Posted By: Jack Edelson
Date: Monday, 17 July 2017, at 8:52 p.m.

In Response To: comparisons to other games? (Casper Van der Tak)

In the 19th century, analysis of adjourned games was considered improper, but this is no longer the case. For many years, adjournments were common in top-level chess, and it was understood that players would analyze their games. In World Championship play, each competitor would have a team of assistants helping them analyze. This shift points to the problems in having unenforcable rules when the stakes are high; I suspect that if there were a way to easily enforce the old rule, this would not have changed. From Hans Ree's "The Human Comedy of Chess" (p. 300-1):

"In 1886, Steinitz and Zukertort played a match for the world championship. ... If they adjourned one of their games, they had to go to dinner together, so each could make sure the other player didn't sneak a look at a chessboard. ... An exception was made in the case the game did not resume until the next day. Sleeping with one's opponent or his second was not required in that case. At night a gentlemen's agreement was in force: Both players were expected to voluntarily refrain from analyzing the adjourned position. It is unlikely that they really observed this agreement. In the long run, these rules of decency disappeared, becaues it was impossible to enforce their observance. Since the 1930s it even became customary that the players would ask others for advice in analyzing the adjourned position."

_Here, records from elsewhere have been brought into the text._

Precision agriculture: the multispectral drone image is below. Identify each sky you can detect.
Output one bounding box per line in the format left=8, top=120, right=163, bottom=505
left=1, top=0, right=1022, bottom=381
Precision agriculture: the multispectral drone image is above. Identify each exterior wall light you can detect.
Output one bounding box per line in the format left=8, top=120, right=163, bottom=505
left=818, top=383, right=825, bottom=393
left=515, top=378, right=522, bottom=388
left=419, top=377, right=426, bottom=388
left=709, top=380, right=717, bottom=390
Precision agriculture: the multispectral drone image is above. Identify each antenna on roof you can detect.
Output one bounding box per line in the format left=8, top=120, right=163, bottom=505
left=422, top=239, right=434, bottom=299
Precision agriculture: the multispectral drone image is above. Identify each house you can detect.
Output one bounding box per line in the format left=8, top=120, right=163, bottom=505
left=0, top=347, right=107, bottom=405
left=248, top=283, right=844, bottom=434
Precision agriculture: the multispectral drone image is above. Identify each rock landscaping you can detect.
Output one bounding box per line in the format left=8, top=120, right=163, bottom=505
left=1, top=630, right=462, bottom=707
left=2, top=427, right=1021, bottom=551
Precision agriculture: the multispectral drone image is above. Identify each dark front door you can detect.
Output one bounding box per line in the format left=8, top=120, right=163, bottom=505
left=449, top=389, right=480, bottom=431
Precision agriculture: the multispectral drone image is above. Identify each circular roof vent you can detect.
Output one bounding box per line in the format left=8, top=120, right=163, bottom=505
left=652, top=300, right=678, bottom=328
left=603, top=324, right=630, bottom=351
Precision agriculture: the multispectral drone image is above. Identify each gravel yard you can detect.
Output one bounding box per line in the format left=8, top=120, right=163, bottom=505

In backgammon, however, there is less to be gained from analysis during a break, as it's between games. Perhaps this fact reduces the incentive to break an unenforcable rule against, say, looking up a take point. And high-stakes matches -- which might otherwise encourage such behavior -- tend to feature players who are more familiar with equity tables and take points. But how many players would feel guilty looking up a position from earlier in the match that is unlikely to reoccur? I know the proposed rules have a guiding principle of presuming that players will act with integrity, but this would be something honest players are likely to do. So I second the comments of Bob, Phil, Mochy, and Rich on this matter.